Your nation is at war with a religion driven mass of people who have various beliefs 100% antithet with their mentality does NOT mean your own family may not face evil due to them.

Therefore,I suggest you learn about them and stop seeing everything through the lenses of Darwin. That's all. They exist,they think through the mentality of Mohammad,it is past time you try and respond understanding that fact. He was a shrewd warlord of the 7th century,nothing else.

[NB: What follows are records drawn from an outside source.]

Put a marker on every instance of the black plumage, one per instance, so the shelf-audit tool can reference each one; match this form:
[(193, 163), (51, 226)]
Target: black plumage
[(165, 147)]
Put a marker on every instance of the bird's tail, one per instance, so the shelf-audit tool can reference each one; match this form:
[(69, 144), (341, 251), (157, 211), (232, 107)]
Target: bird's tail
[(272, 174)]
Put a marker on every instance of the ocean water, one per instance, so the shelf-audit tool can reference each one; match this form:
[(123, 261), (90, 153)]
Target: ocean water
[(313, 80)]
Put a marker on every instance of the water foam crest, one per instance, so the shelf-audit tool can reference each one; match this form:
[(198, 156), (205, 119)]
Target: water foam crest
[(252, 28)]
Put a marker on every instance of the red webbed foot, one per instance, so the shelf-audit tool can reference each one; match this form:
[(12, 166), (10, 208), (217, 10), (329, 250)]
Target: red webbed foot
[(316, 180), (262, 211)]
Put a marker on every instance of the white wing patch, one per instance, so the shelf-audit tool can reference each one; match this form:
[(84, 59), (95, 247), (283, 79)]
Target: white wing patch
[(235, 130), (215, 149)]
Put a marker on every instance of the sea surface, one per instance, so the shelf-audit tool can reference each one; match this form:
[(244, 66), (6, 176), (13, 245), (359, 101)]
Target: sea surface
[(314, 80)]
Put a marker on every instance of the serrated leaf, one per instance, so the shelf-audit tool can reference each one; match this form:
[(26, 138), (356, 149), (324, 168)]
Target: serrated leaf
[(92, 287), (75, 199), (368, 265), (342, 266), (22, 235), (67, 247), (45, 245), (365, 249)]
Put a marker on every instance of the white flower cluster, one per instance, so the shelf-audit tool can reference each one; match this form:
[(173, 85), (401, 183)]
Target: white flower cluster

I see the world through the lenses of Jesus Christ,I am not shy about pointing this out. I am harmless to you and our nation. I am not harmless to Islam and do not intend to be harmless to Islam until they stop attacking the USA,Christians and Jews.
So they base their political ideas on worshipping a warlord. You base your political ideas on worshipping a true God, and I base them off of not worshipping anybody. How does that make you any closer to understanding them than me?
Actually, that's not entirely accurate. I do worship a false god - money.